Aún así, aunque busquemos la definición genérica y técnica del concepto, sigue sin quedar claro en qué consiste este salto, por ello vamos a pasar a explicarlo de la forma más aclaratoria posible, es decir, mediante imágenes. Vamos a basar nuestra explicación en una de las situaciones en las que más se suele dar el salto de eje (pero no la única, ni mucho menos): en una conversación entre dos personas.

Primero vamos a pasar a presentar a los personajes de nuestra conversación:

Protagonistas

A y B serán  nuestros protagonistas y entre se produce una conversación que queremos rodar. Una vez los tenemos situados uno frente al otro vamos a trazar ese eje imaginario que se establece entre ellos:

Protagonistas y eje de acción de la escena

Ya tenemos trazado el eje imaginario entre nuestros dos protagonistas. A este eje lo denominaremos eje de acción puesto que la acción se va a dar entre los dos personajes.
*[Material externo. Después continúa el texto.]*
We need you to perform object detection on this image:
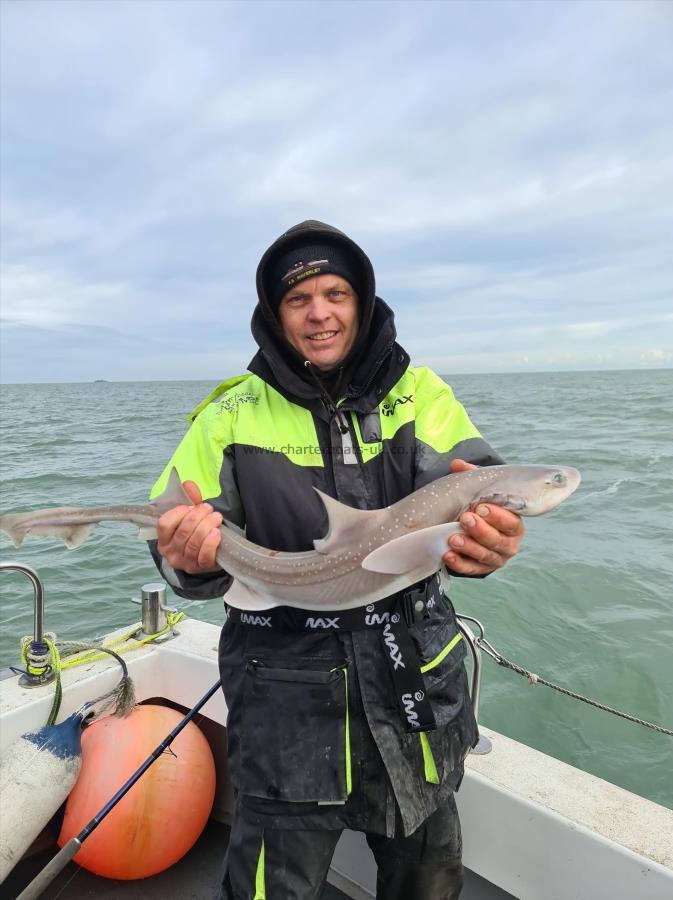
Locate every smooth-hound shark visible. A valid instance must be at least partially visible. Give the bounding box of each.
[0,466,580,610]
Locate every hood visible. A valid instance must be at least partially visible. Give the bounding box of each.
[249,220,409,401]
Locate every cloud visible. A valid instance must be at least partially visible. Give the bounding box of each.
[0,0,673,380]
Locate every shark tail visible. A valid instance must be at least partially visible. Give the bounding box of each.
[0,509,95,550]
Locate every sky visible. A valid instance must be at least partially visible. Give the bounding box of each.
[0,0,673,383]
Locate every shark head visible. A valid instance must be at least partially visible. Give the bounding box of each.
[471,466,581,516]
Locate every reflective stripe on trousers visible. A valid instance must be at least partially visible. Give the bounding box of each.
[215,796,463,900]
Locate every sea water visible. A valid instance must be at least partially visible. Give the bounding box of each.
[0,370,673,808]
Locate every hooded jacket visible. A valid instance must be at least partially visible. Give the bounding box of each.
[152,222,502,835]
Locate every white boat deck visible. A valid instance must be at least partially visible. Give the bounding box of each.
[0,620,673,900]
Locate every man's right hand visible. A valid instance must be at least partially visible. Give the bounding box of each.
[157,481,222,575]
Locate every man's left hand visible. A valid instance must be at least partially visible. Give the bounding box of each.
[443,459,525,575]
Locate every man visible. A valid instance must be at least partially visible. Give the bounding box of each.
[153,221,523,900]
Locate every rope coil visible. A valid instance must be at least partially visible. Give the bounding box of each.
[21,612,185,725]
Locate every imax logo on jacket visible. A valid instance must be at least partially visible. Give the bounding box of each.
[304,616,339,628]
[381,394,414,416]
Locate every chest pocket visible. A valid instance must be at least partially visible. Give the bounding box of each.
[241,660,351,804]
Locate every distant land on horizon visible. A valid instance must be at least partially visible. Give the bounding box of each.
[0,366,673,386]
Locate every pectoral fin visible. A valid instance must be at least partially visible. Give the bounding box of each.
[362,522,463,575]
[313,487,383,553]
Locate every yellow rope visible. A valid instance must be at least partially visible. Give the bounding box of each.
[21,612,185,725]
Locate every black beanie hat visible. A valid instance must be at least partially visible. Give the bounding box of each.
[265,243,362,312]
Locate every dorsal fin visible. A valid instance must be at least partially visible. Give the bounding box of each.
[152,466,194,513]
[313,487,378,553]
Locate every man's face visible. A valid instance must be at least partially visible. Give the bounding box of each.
[278,275,358,372]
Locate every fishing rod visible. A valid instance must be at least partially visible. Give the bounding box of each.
[16,678,222,900]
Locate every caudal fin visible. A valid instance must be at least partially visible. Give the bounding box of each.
[0,507,94,550]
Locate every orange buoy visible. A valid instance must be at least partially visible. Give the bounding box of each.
[58,705,215,880]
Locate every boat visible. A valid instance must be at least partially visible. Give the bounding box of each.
[0,563,673,900]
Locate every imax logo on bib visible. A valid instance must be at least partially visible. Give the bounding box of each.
[365,613,390,625]
[304,616,339,628]
[241,613,273,628]
[383,624,406,671]
[402,694,421,728]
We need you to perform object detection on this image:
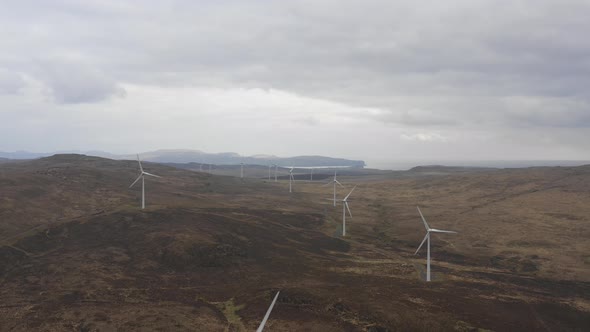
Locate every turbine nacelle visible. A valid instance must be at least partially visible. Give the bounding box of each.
[414,206,457,281]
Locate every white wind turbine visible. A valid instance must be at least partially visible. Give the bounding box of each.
[256,291,280,332]
[414,206,457,281]
[129,155,161,209]
[322,171,344,206]
[342,186,356,236]
[289,167,295,192]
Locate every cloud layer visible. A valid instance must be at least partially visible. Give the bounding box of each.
[0,0,590,165]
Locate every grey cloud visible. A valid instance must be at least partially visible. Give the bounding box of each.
[38,61,125,104]
[0,68,25,95]
[0,0,590,158]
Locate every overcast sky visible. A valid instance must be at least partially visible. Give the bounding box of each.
[0,0,590,164]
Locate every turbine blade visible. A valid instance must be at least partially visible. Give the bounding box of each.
[414,232,428,255]
[256,291,281,332]
[143,172,161,178]
[137,155,143,173]
[416,206,430,231]
[344,201,352,218]
[430,228,457,234]
[344,186,356,201]
[129,173,143,188]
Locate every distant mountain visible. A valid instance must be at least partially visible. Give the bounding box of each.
[0,150,365,168]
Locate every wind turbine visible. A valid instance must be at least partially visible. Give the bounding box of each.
[129,155,161,209]
[289,167,295,192]
[322,171,344,206]
[342,186,356,236]
[256,291,281,332]
[414,206,457,281]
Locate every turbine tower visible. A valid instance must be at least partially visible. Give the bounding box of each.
[342,186,356,236]
[322,171,344,206]
[129,155,161,209]
[256,291,281,332]
[289,167,295,192]
[414,206,457,281]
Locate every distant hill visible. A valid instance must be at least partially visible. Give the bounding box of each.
[0,150,365,168]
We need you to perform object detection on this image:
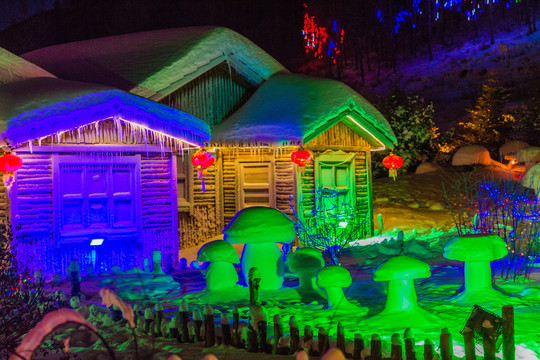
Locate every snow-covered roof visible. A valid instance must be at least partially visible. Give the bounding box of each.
[0,78,210,146]
[0,48,54,84]
[212,73,396,148]
[22,27,285,101]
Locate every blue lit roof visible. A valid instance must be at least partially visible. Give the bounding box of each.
[0,78,210,146]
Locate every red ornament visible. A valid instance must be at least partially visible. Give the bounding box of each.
[291,148,313,166]
[383,153,403,181]
[0,153,22,188]
[0,153,22,173]
[191,149,216,192]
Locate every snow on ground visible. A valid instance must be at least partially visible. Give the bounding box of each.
[39,172,540,360]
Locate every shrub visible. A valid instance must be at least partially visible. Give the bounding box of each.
[372,91,438,176]
[0,227,56,359]
[443,173,540,280]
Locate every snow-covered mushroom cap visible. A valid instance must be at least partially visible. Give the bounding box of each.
[499,140,529,157]
[197,240,240,264]
[317,265,352,288]
[287,247,324,272]
[223,206,296,244]
[521,163,540,195]
[373,255,431,281]
[452,145,491,166]
[443,234,508,262]
[517,146,540,164]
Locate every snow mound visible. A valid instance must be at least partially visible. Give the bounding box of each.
[452,145,491,166]
[517,146,540,164]
[499,140,529,158]
[414,162,440,175]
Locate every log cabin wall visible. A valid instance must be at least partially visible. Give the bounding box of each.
[160,62,257,126]
[10,121,179,273]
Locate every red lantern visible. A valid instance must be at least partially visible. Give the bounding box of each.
[383,154,403,181]
[291,148,313,166]
[0,153,22,188]
[0,153,22,173]
[191,149,216,192]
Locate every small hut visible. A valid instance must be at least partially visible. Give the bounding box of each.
[22,27,396,255]
[0,77,210,272]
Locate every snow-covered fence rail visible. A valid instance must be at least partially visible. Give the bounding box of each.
[130,304,515,360]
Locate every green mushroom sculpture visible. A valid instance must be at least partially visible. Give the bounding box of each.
[443,234,509,304]
[369,255,440,328]
[317,265,368,316]
[373,255,431,312]
[223,206,296,290]
[197,240,240,290]
[287,247,324,293]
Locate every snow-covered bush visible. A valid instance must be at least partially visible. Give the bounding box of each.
[372,91,437,176]
[445,173,540,279]
[0,227,57,359]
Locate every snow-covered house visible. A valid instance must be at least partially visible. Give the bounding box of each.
[22,27,396,258]
[0,77,210,272]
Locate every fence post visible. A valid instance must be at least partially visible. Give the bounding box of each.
[193,309,202,342]
[272,314,283,354]
[319,327,330,356]
[440,328,454,360]
[424,339,433,360]
[233,305,242,348]
[304,325,314,356]
[204,304,216,347]
[463,327,476,360]
[371,334,382,360]
[177,300,189,343]
[336,322,345,355]
[168,316,180,341]
[390,333,403,360]
[289,315,300,354]
[502,305,516,360]
[404,328,416,360]
[257,320,268,352]
[154,303,164,337]
[247,325,259,352]
[482,320,495,360]
[353,334,364,360]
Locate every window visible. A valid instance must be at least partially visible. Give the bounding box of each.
[315,151,356,206]
[53,155,141,242]
[239,162,275,209]
[176,153,190,211]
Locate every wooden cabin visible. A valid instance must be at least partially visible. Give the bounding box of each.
[22,27,396,260]
[0,77,209,273]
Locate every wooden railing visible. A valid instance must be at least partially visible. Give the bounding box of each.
[130,305,515,360]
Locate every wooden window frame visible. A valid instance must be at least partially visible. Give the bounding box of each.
[172,152,193,212]
[52,149,142,244]
[236,158,276,210]
[314,151,356,207]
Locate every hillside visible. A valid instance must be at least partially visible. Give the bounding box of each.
[340,22,540,130]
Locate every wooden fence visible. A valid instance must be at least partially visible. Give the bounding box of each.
[130,305,515,360]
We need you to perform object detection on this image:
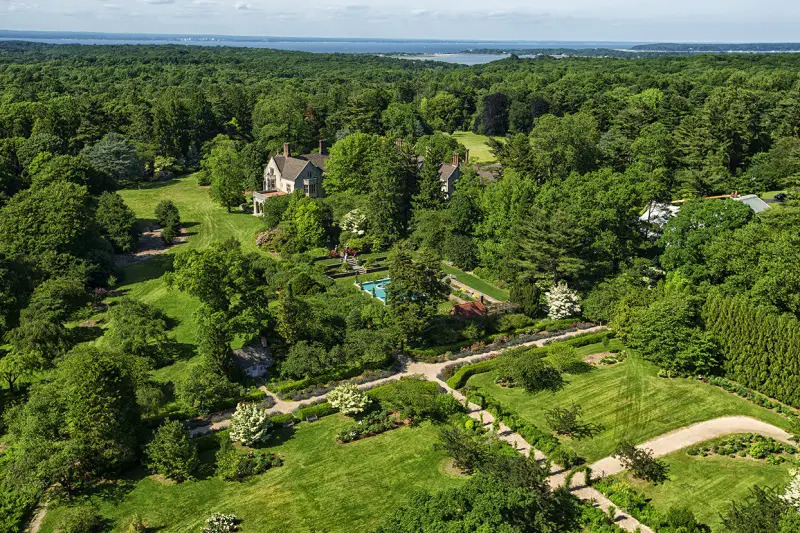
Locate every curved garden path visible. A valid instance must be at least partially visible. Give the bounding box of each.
[572,416,795,484]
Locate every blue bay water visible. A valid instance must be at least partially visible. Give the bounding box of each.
[0,30,642,64]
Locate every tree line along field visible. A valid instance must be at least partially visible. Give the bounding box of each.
[41,415,464,533]
[467,344,790,463]
[0,43,800,533]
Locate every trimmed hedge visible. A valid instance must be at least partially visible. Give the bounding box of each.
[703,293,800,407]
[468,392,586,468]
[442,357,499,390]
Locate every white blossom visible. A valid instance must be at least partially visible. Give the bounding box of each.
[781,468,800,511]
[230,403,272,446]
[545,281,581,320]
[328,383,369,415]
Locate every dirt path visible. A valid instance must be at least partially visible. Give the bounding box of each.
[450,278,500,303]
[189,326,606,437]
[580,416,794,482]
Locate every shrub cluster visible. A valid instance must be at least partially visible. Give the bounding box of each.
[203,513,239,533]
[703,294,800,407]
[469,393,585,468]
[686,433,797,464]
[706,376,795,419]
[594,478,711,533]
[336,411,402,443]
[413,321,597,363]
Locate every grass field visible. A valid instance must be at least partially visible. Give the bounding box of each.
[468,344,789,462]
[41,414,463,533]
[618,444,789,531]
[453,131,497,163]
[112,175,262,381]
[442,264,508,302]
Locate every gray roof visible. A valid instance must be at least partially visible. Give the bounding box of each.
[439,163,458,181]
[233,343,272,369]
[734,194,769,213]
[274,154,328,181]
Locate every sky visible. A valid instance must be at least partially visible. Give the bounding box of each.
[0,0,800,42]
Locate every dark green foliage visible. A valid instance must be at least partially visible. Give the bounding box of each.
[474,93,511,135]
[368,377,463,422]
[614,441,668,484]
[703,293,800,406]
[155,200,181,244]
[145,420,199,482]
[544,403,604,439]
[722,485,798,533]
[217,439,283,481]
[58,505,105,533]
[95,192,139,252]
[83,133,143,182]
[386,244,449,342]
[495,350,564,392]
[659,201,754,280]
[177,362,242,414]
[626,291,719,375]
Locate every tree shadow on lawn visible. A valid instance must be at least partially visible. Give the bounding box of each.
[122,253,175,290]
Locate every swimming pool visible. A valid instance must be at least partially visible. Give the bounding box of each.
[356,278,392,303]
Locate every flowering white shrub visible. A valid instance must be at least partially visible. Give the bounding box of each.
[328,383,369,415]
[545,281,581,320]
[203,513,239,533]
[230,403,272,446]
[341,209,367,236]
[781,468,800,511]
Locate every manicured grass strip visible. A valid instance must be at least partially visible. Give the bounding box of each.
[442,264,509,302]
[41,414,463,533]
[619,450,790,532]
[453,131,497,163]
[467,354,789,461]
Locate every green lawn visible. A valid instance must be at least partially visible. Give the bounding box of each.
[453,131,497,163]
[41,415,463,533]
[468,350,789,462]
[120,175,263,343]
[442,263,508,302]
[619,444,789,531]
[112,175,270,381]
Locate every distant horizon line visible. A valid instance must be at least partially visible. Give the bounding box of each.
[0,29,800,45]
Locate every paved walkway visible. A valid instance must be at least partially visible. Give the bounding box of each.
[190,326,653,533]
[450,277,500,303]
[189,326,606,437]
[576,416,795,484]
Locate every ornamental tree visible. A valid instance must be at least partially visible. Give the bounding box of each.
[328,383,369,415]
[230,403,272,446]
[545,281,581,320]
[145,420,199,482]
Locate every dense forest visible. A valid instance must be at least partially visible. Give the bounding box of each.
[0,43,800,531]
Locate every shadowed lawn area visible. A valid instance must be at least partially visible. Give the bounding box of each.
[619,450,789,532]
[111,175,263,381]
[442,263,508,302]
[453,131,497,163]
[41,414,463,533]
[468,350,789,462]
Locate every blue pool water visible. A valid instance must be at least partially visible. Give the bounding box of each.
[356,278,392,303]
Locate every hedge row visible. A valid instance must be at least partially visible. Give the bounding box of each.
[703,293,800,407]
[468,392,586,468]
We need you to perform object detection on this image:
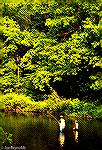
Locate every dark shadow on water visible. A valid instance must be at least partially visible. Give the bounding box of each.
[0,113,102,150]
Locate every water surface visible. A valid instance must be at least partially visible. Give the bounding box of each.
[0,113,102,150]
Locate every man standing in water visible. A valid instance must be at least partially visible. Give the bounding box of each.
[59,115,65,132]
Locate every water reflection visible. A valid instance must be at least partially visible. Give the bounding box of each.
[0,113,102,150]
[59,132,65,147]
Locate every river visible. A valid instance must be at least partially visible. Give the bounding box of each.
[0,113,102,150]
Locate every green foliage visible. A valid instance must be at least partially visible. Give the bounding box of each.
[1,93,33,111]
[0,127,12,146]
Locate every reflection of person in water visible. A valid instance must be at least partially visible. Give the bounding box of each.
[73,120,79,142]
[59,116,65,132]
[73,130,78,143]
[73,120,79,130]
[59,132,65,147]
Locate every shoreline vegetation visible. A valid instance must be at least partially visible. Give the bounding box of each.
[0,92,102,120]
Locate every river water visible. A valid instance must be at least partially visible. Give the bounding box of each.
[0,113,102,150]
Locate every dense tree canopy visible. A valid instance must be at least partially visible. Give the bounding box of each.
[0,0,102,102]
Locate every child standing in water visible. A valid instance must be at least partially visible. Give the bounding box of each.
[59,115,65,132]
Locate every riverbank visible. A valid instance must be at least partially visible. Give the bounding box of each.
[0,93,102,119]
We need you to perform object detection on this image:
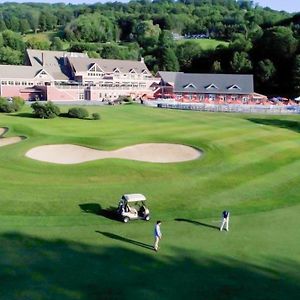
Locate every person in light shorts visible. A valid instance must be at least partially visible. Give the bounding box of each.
[153,221,162,251]
[220,210,230,231]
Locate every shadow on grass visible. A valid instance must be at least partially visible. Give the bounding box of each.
[13,113,37,119]
[174,218,220,230]
[0,233,300,300]
[79,203,121,221]
[95,230,153,250]
[247,118,300,132]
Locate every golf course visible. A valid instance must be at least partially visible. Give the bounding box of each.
[0,104,300,300]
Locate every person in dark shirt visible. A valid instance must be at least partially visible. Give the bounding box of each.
[220,210,230,231]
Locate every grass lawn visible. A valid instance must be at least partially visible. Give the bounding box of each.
[177,39,229,50]
[0,105,300,300]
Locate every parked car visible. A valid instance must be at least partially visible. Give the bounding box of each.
[117,194,150,223]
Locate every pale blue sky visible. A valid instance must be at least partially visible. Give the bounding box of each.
[0,0,300,12]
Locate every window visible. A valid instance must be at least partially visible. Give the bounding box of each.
[184,83,196,89]
[227,84,241,90]
[205,83,219,90]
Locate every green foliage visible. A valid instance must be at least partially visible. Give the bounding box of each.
[64,13,115,42]
[12,96,25,111]
[68,107,89,119]
[51,36,64,51]
[92,113,101,120]
[0,47,23,65]
[31,101,60,119]
[0,97,25,113]
[26,36,50,50]
[257,59,276,83]
[230,52,252,73]
[292,54,300,95]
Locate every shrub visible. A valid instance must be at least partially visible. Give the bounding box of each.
[31,102,60,119]
[12,97,25,111]
[92,113,101,120]
[118,96,133,104]
[0,97,24,113]
[68,107,89,119]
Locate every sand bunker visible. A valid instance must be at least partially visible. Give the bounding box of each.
[0,128,22,147]
[26,143,201,164]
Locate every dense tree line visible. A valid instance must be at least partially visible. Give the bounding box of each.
[0,0,300,95]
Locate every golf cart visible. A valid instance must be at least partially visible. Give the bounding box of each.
[117,194,150,223]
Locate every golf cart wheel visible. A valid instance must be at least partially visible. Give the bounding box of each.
[123,217,129,223]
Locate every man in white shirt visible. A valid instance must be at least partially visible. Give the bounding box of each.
[220,210,230,231]
[154,221,162,251]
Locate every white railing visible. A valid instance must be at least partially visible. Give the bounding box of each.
[144,100,300,114]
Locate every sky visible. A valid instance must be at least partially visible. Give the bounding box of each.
[254,0,300,12]
[0,0,300,12]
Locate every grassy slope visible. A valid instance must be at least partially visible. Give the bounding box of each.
[0,105,300,299]
[177,39,229,50]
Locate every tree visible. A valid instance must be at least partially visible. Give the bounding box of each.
[292,54,300,95]
[0,47,23,65]
[20,19,30,34]
[157,30,179,71]
[26,36,50,50]
[257,59,276,83]
[2,30,25,51]
[134,20,161,48]
[230,52,252,73]
[51,36,64,51]
[31,102,60,119]
[211,60,222,73]
[176,41,203,71]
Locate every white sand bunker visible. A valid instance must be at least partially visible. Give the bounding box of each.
[0,128,23,147]
[26,143,201,164]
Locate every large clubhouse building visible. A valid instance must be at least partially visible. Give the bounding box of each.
[0,49,263,103]
[0,49,155,101]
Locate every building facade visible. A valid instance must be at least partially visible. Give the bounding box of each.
[0,49,155,101]
[0,49,266,103]
[154,72,267,104]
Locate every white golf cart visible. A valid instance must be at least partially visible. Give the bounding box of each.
[117,194,150,223]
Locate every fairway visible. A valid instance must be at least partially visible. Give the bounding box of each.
[0,104,300,300]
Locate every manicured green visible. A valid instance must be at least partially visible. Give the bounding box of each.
[0,105,300,300]
[177,39,229,50]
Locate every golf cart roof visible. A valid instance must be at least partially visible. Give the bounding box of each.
[122,194,146,202]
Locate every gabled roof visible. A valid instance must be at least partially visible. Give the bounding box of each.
[174,72,254,94]
[68,56,151,74]
[27,49,87,80]
[205,83,219,90]
[156,71,184,83]
[184,83,196,89]
[0,65,41,80]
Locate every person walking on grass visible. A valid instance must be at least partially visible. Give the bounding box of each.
[220,210,230,231]
[154,221,162,251]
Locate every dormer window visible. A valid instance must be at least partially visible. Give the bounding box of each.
[205,83,219,90]
[88,63,103,73]
[227,84,241,90]
[184,83,196,89]
[35,69,49,78]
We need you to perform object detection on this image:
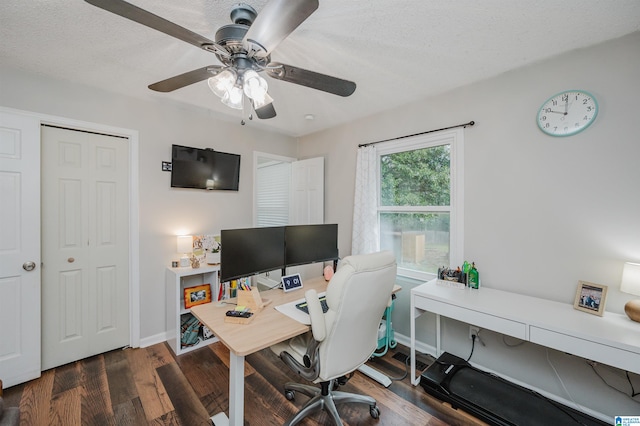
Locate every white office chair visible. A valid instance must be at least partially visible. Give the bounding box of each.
[271,252,396,425]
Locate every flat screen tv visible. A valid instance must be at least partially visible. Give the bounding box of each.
[220,226,285,282]
[171,145,240,191]
[284,223,338,266]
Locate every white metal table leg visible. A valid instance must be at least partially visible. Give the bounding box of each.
[211,352,244,426]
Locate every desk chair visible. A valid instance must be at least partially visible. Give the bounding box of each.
[271,252,396,425]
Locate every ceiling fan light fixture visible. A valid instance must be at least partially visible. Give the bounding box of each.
[243,70,269,101]
[207,68,238,98]
[222,85,243,109]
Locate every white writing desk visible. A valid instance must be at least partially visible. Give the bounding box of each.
[411,280,640,385]
[191,277,327,426]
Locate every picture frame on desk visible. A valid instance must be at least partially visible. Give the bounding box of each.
[184,284,211,309]
[573,281,608,316]
[282,274,302,293]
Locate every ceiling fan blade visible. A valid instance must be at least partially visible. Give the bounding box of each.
[266,62,356,97]
[243,0,318,56]
[253,102,276,120]
[85,0,229,56]
[149,65,224,92]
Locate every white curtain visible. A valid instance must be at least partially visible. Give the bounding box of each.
[351,145,380,254]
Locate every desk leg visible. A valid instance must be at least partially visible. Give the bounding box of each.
[211,351,244,426]
[409,295,420,386]
[229,352,244,426]
[436,314,442,356]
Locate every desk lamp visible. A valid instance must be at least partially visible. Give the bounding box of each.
[178,235,193,268]
[620,262,640,322]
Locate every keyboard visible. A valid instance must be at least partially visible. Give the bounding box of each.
[296,296,329,314]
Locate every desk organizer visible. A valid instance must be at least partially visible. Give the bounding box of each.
[224,289,271,324]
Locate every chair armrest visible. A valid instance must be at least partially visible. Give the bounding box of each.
[304,289,327,342]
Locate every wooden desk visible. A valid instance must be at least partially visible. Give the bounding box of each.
[411,280,640,385]
[191,277,327,426]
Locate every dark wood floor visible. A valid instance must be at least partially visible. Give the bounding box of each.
[4,343,481,426]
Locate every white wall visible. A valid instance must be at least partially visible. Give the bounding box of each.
[299,33,640,416]
[0,67,296,342]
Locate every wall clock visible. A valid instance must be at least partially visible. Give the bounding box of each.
[538,90,598,136]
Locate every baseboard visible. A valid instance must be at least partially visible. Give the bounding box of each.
[140,332,167,348]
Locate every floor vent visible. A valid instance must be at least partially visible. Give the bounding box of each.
[393,352,428,371]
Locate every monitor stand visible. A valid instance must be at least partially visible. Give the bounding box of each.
[420,352,608,426]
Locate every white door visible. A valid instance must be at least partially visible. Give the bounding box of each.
[0,111,40,387]
[41,126,129,370]
[291,157,324,225]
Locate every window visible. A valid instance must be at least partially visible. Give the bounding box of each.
[254,153,294,226]
[377,130,463,280]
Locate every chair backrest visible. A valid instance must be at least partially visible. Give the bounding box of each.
[318,251,397,381]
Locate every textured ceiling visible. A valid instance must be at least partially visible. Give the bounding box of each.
[0,0,640,136]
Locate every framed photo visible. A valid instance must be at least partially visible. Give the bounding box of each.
[184,284,211,309]
[573,281,608,316]
[282,274,302,292]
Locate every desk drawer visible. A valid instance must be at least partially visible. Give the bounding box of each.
[529,326,640,374]
[414,296,527,340]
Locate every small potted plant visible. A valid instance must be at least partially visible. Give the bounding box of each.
[204,235,222,265]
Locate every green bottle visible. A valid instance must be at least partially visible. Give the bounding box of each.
[462,260,471,286]
[469,262,480,288]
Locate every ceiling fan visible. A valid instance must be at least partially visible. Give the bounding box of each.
[85,0,356,119]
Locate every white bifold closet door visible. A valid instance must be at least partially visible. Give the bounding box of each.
[41,126,130,370]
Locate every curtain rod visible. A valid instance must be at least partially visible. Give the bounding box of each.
[358,121,476,148]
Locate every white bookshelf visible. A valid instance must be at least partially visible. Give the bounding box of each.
[165,265,220,355]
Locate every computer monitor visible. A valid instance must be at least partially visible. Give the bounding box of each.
[220,226,285,282]
[284,223,338,266]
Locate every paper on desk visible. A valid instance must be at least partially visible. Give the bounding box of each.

Bien, pues una vez tenemos colocados a los personajes y trazado nuestro eje imaginario vamos a pasar a plantear la escena. En este caso vamos a empezar a rodar la conversación desde el personaje A y así veremos al personaje B hablar y mantendremos a A en plano con un escorzo. Vamos a pasar a situar la cámara:

Posición 1 de cámara

Como veis ya tenemos colocada nuestra cámara a la espalda del protagonista A que nos aparecerá en escorzo y frente al protagonista B, con lo cual hemos colocado la cámara en la parte inferior del eje de acción. Al colocar en este punto la cámara nuestro plano definirá la mirada del protagonista A y el desarrollo de la conversación, este concepto es importante y por ello vamos a trazar ahora la línea de mirada del protagonista A:

Línea de mirada posición 1 de cámara

Una vez tenemos clara la línea que marca nuestro plano pasaremos a colocar la cámara en la siguiente posición, al ser una conversación, plano – contraplano la posición será similar a la primera pero en el lugar del personaje B:

Posición 2 de cámara

Del mismo modo que antes pero en el lado opuesto del eje de acción, tendríamos un plano frente al personaje A en el que el personaje B entraría en escorzo. El resultado global sería la obtención del plano – contraplano para la conversación. Como ya hemos explicado antes, nuestra cámara marcará la línea de mirada del personaje B en este caso, de manera que procedemos a dibujarla:

Línea de mirada posición 2 de cámara

Una vez tenemos colocados a los protagonistas, trazado el eje de acción, presentadas ambas posiciones de cámara y tiradas las líneas imaginarias vemos que ambas se cruzan en un punto. Bien, pues esto responde a un principio básico: cuando estamos en una conversación ambos contertulios se miran para desarrollar de forma natural esta conversación. Al colocar la cámara en la zona inferior del eje de acción y marcar la línea de mirada del protagonista A, para que la escena tenga continuidad y lógica debemos permanecer en esta parte del eje y así conseguiremos que las líneas de las miradas se crucen, pues si en la segunda posición colocáramos la cámara en la parte superior de eje pasaría lo siguiente:

Salto de eje

Como se aprecia en la imagen, al colocar la cámara en la parte superior del eje de acción la mirada de nuestro protagonista B no se encontraría con la del protagonista A, lo que provocaría una ruptura en la continuidad de la escena dado la ilógica de que dos personas no crucen su mirada durante una conversación, lo que da la impresión de que no estén hablando el uno con el otro. Esto es, ni más ni menos, un salto de eje. Se produce al saltar el eje de acción de la parte inferior a la parte superior de la escena o viceversa.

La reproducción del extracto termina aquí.